彼ら指導者の内面を想像することによって、軍事力や政治力、経済力のみの戦争論で語られたものとは違った様相を呈する第二次世界大戦が見えてくる。また、ヒトラー、ムッソリーニ、東条を十把一絡げに論じることの愚かさも教えてくれる。

少なくとも私にとっては新鮮な切り口の著作である。
世界大戦を必要とする構想力 ★★★★☆
人物論は従来の言われている通りだと思う。日本人のチャーチル好きについては、私も疑問であった。
世界史の潮流からみた日本が、初めて主体として参加したのが第二次世界大戦だったという視点は、さすがに著者の慧眼だと思う。
しかし、その主体がはたして戦争後の世界構想をどのように考えていたのか?
せいぜい中国東北部を勢力下に置き、さらに可能であれば東南アジアをと考えていたのか?

「大東亜戦争」は著者が言うように日本が「主体」として参加した戦いならば、
そのゴールがなんだったのかを、考えずにやむを得ず「やぶれかぶれ」で飛び込んだ戦争のように個人的には思える。
石原莞爾はその構想を持っていたのだろうか?私はそうは思えない。彼の世界最終戦争論は、
私には出来の悪いSF小説としか思えない。
そして、石原以外の政治家(軍人でも)が石原程度の構想力を持っていたのかは、残念ながら否としか言いようがない。
近衛文麿にも東条英機にもそんなものはなかった。
よくアメリカの物量に敗れたという意見を聞くが、著者の言を借りれば、「ルーズベルトの構想力」に負けたといえるのではないか。

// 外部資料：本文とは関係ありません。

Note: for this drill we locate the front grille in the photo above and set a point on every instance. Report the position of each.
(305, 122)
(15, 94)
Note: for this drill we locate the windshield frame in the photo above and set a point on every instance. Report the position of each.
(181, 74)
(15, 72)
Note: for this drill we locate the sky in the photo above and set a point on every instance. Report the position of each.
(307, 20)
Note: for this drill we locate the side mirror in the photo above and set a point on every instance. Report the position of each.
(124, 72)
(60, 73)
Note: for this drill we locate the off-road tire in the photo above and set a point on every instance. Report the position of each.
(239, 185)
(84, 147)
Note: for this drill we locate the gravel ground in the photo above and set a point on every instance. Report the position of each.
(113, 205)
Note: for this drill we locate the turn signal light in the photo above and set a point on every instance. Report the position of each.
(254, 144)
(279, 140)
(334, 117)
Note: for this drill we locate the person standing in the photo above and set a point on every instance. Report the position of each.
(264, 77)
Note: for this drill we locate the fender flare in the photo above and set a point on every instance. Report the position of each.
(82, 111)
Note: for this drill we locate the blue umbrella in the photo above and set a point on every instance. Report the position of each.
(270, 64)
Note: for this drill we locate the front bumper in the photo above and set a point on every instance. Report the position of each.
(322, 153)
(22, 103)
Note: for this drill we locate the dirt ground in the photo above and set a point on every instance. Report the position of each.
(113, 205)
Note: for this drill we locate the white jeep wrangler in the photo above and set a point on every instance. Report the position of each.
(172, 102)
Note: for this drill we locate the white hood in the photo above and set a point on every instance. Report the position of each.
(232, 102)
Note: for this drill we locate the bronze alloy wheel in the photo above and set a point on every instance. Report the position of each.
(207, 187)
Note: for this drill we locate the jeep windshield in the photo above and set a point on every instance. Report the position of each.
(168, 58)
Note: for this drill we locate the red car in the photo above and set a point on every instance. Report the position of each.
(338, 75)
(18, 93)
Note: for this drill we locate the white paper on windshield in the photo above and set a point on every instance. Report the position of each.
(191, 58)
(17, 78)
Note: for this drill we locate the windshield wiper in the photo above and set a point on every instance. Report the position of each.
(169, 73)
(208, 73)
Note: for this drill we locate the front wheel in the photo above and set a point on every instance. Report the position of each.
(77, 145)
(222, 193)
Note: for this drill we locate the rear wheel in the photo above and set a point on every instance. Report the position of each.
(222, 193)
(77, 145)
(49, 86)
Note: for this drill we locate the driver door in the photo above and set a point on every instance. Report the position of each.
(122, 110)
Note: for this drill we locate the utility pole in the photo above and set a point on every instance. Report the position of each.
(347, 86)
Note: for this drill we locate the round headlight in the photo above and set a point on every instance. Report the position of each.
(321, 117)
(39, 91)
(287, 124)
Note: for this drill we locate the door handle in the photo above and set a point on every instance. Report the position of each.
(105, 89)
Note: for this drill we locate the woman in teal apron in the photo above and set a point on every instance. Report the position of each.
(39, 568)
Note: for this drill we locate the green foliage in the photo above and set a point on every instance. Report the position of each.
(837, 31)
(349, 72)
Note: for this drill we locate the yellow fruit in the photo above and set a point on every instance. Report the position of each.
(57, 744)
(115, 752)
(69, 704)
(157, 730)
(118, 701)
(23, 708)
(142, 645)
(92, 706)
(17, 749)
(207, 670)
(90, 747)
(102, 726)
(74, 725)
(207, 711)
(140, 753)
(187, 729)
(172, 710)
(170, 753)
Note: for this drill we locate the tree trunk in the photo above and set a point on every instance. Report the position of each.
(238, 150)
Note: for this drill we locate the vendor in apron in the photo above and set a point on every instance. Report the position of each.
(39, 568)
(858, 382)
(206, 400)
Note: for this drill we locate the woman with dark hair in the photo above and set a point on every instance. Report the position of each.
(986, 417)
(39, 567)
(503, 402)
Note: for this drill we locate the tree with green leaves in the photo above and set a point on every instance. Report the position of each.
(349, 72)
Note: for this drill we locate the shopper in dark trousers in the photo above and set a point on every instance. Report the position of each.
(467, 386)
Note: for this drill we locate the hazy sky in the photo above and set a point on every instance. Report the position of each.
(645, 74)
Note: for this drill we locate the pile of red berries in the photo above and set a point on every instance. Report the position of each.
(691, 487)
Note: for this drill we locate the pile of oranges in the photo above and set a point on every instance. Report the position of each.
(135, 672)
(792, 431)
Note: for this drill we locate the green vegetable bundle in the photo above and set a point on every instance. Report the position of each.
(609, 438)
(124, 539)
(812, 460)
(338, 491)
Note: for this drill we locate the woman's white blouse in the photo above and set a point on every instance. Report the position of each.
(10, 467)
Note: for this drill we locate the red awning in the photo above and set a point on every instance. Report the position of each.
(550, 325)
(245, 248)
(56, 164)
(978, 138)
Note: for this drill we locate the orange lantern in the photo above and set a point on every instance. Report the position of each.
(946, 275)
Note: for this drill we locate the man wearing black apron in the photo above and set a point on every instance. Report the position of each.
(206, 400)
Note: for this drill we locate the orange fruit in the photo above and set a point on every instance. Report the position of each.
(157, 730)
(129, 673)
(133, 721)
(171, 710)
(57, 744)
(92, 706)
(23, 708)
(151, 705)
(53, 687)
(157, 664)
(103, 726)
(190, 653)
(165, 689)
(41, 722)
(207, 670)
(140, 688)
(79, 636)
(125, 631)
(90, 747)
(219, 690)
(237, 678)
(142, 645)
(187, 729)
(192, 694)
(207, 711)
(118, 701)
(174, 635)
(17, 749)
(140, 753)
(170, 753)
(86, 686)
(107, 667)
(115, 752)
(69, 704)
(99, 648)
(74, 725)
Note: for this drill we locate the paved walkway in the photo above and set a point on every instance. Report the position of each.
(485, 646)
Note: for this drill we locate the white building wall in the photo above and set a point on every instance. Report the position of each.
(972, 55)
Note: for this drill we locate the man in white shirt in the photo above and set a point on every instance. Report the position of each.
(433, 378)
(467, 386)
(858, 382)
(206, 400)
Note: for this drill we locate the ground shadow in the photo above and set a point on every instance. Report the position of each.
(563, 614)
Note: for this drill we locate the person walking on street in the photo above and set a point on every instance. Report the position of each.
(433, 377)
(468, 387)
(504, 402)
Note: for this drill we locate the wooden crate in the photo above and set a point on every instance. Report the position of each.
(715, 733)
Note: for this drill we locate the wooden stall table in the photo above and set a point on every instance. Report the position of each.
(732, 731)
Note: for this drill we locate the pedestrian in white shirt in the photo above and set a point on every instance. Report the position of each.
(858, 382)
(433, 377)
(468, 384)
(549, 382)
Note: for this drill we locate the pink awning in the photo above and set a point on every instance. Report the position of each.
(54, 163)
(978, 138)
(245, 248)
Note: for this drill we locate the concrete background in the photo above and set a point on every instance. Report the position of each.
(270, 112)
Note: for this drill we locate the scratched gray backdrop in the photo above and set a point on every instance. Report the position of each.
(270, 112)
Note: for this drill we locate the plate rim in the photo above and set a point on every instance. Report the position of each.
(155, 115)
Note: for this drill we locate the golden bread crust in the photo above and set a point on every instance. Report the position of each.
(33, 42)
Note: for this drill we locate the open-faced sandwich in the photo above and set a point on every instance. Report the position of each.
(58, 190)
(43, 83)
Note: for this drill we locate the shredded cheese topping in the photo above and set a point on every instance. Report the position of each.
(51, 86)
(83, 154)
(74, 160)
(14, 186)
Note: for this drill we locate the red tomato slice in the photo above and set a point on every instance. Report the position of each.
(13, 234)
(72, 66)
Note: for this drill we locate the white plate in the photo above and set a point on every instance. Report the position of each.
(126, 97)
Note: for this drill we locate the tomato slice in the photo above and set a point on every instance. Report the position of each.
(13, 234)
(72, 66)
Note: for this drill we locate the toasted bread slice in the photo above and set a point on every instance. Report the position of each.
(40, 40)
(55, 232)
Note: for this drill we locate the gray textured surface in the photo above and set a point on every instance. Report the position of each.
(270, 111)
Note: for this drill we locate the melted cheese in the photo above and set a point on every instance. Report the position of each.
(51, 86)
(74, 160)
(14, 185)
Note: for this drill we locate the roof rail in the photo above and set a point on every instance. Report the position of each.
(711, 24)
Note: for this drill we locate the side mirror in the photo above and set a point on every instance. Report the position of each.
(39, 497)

そして、主たる戦争目的を持てないまま戦い続け、戦略もなければ戦術もなく、なすすべもなく、「バンザイ・アタック」「航空機特攻」「大和の海上特攻」と作戦ともいえないような、
ただの人命損耗を続けてしまったとしか思えない。
著者の世界史の大きな潮流から日本を、世界を見る視点については、今の「識者」と呼ばれる人々にはないものであろう。